Se dio cuenta al momento de lo ásperas que habían sonado sus palabras.
—Nuestra hija es bastante fuerte para su edad —repuso Jack—, pero aun así creo que serías capaz de darle una buena tunda en un combate abierto.
Kate se rio.
—Mira, lo siento. Es que estoy pasándolo algo mal por aquí.
—Lo sé. Gracias por cuidarla. Te echo de menos.

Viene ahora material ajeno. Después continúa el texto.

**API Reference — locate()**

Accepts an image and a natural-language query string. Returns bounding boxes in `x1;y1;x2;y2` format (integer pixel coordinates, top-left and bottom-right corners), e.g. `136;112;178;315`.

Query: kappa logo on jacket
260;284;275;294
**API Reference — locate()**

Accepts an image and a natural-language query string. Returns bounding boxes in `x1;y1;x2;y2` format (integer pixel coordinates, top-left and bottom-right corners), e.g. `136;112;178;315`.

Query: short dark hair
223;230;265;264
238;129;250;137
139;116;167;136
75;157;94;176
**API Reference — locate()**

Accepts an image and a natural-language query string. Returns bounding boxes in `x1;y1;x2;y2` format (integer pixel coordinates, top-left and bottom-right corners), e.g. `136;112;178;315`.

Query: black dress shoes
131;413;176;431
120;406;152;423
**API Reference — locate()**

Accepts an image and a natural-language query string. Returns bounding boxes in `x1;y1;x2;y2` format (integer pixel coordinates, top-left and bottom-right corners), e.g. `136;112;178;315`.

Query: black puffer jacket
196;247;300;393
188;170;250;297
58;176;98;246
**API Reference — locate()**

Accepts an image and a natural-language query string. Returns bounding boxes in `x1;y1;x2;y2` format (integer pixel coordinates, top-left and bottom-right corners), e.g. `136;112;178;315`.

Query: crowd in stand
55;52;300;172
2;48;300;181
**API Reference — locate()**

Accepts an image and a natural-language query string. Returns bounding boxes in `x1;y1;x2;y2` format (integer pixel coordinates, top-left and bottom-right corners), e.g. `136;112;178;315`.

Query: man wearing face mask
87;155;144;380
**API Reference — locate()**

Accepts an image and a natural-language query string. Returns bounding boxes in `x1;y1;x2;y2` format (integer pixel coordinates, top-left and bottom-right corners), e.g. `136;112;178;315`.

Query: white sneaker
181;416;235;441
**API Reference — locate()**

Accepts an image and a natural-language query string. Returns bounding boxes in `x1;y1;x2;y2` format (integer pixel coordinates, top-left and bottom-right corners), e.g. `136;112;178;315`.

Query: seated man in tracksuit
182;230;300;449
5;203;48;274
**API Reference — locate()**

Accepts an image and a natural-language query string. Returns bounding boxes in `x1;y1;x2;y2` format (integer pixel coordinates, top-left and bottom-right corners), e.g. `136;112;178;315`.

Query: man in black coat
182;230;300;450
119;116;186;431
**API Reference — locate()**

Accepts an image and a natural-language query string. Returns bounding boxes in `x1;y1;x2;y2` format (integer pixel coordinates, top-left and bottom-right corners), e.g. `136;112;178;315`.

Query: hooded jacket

Las lágrimas empezaron a agolparse en sus ojos.
—¿De verdad?
—Oh, por Dios. ¿Lo preguntas en serio? Si tuviera que elegir entre volver a casa para estar con vosotras y correr por el oro mañana, sabes que estaría ahora mismo en un avión. Lo sabes, ¿verdad?
Kate se sorbió la nariz y se secó los ojos.
—No te estoy pidiendo que elijas, tonto. Te estoy pidiendo que ganes.
Pudo adivinar su sonrisa al otro lado de la línea.
—Si gano, será solo por el pánico que siento al pensar en lo que me harías si pierdo.
—Vuelve conmigo a casa en cuanto ganes el oro, ¿vale? Prométeme que no te quedarás por allí con ella.
—Oh, por Dios… Sabes que eso no tienes ni que pedírmelo.
—Lo sé —respondió con calma—. Lo siento.
A través de la conexión telefónica, el vocerío del público volvió a aumentar.
—Va a comenzar la segunda carrera —gritó Jack entre el estruendo—. Te llamo luego, ¿de acuerdo?
—¿Crees que ganará?
—Sí, seguro. La primera manga ha parecido un paseo de domingo…
—¿Jack?
—¿Sí?
—Te quiero más que a un helado después de entrenar.
—Yo también te quiero —contestó él—. Más que ganar.
Kate sonrió. Era un momento perfecto, pero a continuación se dio cuenta de que lo había estropeado al decir:
—Llámame en cuanto termine la carrera, ¿vale?
Se avergonzó de mostrarse tan necesitada; de ser tan exigente con él. Se supone que el amor no necesita de una reafirmación constante. Pero, bien pensado, también se supone que el amor no es sentarse a contemplar el propio reflejo en una televisión apagada mientras la tentación se dirigía a una resplandeciente carrera hacia la gloria.